Sunday, July 14, 2013

All In a Day's Run

Since coming home from Asia, running has been my escape. The art of running is challenging and (contrary to popular belief) enjoyable to me. I run to push my physical limitations. I suppose that sounds trite and romantic, I suppose it rather is.

Today I ran farther than I ever have in my collegiate career. I'm becoming an addict of longer distances. This run was a long, long stretch; plenty long for me anyway.

The route I chose took me into town. Somewhere between mile seven and eight I came upon a mother and her son biking from the library. As I was catching up to them, I noticed they stopped at an intersecting road off the main drag. There was no stop sign or approaching car in sight.  

In the state I'm in, restless, craving adventure, wanting to get away, feeling very uninspired, I thought what a shame this was, those two, stopping for invisible traffic.
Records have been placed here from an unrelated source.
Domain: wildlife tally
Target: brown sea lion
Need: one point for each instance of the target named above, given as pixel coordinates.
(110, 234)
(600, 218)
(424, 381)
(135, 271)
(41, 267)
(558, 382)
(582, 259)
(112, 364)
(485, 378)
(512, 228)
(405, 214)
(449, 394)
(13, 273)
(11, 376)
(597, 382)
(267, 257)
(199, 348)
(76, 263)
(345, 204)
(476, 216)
I looked past them at all the other intersecting roads ahead and wondered if they would stop for every single one. Really, how ridiculous.

I began to catch up to them (they were, after all, stopping at all the little intersections). As I passed them, I nodded and smiled, doing my best not to rub in the obvious fact. The little boy, upon seeing me in his periphery, exploded into vigorous pedaling. We were side by side for a couple of seconds, but not long enough for me to think of anything to say. We came upon another little intersection and without hesitation the boy breezed through it.

Yet, only seconds later, he looked over his shoulder toward his mom and slowed down. Being passed by a runner is a blow to anyone's self-esteem, especially atop a bike (with only two wheels nonetheless), but his mother hadn't picked up her speed. She might've even stopped at the intersection.

He disappeared behind me.

I felt a bit sorry for him. Yet, in a lot of ways I could relate to him.

I have (with forced patience) been complying to the expectations set for me. Go to college. Be a good student. Get a degree. And like little intersections off the highway, I can see the expectations ahead: Get a good job. Find the right husband. Have kids...then forget about the job. Be a good Christian (what does that mean, by the way?).

Like that six or seven year-old kid, I'm young. I have a lot to learn. He might have questioned the necessity of stopping, but if one's mother thought one must stop at all the crossings, then that is exactly what one must do. For all these years I've been doing the same. Still, there is a point when you can accept control over your own life, you don't need to keep stopping.

Society's pressure is like a mother with good intentions. "Do this to be safe. Protect yourself. Always be cautious. You need this." I've been questioning the validity of that message. I question the American circle of life. Many others do as well.

We might question it, but we go along with it because we can't see any other workable plan. Even though there might not be anything wrong with this cycle, I just don't think it's a one-size-fits-all type of deal. Just because I'm an American, doesn't necessarily mean I want to meet all the American expectations.

Whatever it is that will finally set me over the edge, I hope I'll have enough conviction of mind to keep going with it, to keep breaking societies rules (when the time is right), and not slow down.